“Brenna, Rebecca has an immense potential as a Construct Artist. But it’s not just a technical thing. The difference between a good artist like Siobhan and a great one like your mother is imagination, and that is fueled by curiosity. I read voraciously. Many of the greatest leaders in the Clans’ history, people who have guided them through periods of great upheaval, had Shadows. It’s a pairing by the Goddess to create a force greater than two people alone could be.”
She reached out and stroked Rebecca’s cheek. “The Shadow provides the underlying bedrock for the bonding, like the framework of a construct, and the Power fills in the detail.”

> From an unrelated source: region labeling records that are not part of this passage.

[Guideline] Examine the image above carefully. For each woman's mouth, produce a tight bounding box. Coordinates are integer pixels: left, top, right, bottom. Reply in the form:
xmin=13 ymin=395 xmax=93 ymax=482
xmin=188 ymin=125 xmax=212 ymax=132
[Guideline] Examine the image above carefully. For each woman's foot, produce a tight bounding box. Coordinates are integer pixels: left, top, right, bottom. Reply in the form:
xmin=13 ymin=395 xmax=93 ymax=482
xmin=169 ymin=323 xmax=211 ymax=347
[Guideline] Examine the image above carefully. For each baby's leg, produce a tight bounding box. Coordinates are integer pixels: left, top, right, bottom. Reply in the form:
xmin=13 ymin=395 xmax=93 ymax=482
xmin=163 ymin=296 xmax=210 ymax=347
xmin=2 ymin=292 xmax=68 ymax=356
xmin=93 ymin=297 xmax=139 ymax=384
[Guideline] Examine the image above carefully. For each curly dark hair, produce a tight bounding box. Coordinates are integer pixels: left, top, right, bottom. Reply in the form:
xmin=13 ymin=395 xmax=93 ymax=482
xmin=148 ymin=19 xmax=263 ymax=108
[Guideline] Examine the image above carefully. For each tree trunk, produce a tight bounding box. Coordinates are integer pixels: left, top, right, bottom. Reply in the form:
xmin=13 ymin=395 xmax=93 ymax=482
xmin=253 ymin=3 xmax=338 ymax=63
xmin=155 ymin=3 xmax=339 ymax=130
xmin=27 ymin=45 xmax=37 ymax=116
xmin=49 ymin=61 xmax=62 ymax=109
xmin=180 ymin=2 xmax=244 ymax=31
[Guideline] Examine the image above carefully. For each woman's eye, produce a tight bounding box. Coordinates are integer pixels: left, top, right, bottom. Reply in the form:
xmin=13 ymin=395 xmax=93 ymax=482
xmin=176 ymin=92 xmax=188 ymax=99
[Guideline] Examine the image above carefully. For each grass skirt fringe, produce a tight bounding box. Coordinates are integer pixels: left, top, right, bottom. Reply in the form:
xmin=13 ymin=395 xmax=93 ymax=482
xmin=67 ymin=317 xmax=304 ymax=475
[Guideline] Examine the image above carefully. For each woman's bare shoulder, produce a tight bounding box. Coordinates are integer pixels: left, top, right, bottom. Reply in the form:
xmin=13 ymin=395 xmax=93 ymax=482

“The Power?” Rebecca asked.
“Yes, that’s what someone in Brenna’s role is called. There’s a book written in Old French in the library. It took Maureen and me months to decipher it. It explains the whole thing. It also talks about some powers of a succubus that she was really excited about, but I didn’t pay a lot of attention to it.”
“Do you remember anything about the succubus part?” Brenna asked.
“Oh, not really. She just said it would make a huge difference in her relationship with Jack.”
Rebecca looked at Brenna, “The Drain. I’ll bet she found it.”
“Did it say anything in that book about halfs?” Brenna inquired.
“Halfs? I don’t know that term.”
“Incubi or women who carry half of the succubus gene pair.”
“Oh, yeah, it talked about incubi,” Lydia said with a toss of her head. “It talked about how to breed succubi and how it required an incubus and what it called a vessel. Very flowery language about mixing the essence of the incubus in the vessel and how to find the proper vessel. You know how writers use euphemisms for fucking. But there are no incubi.”
“Yes, there are,” Brenna said softly, “my father was one. And Rebecca is a vessel. Add together and stir, and you get a succubus. The two halves merge to form one whole. We think that it’s a dominant gene, not a recessive as people have believed. Rebecca has all the Gifts that Callie has associated with what she calls the succubus gene complex. A man, an incubus, also has those gifts. But when they combine, the result is greater than the parts. It potentiates the power.”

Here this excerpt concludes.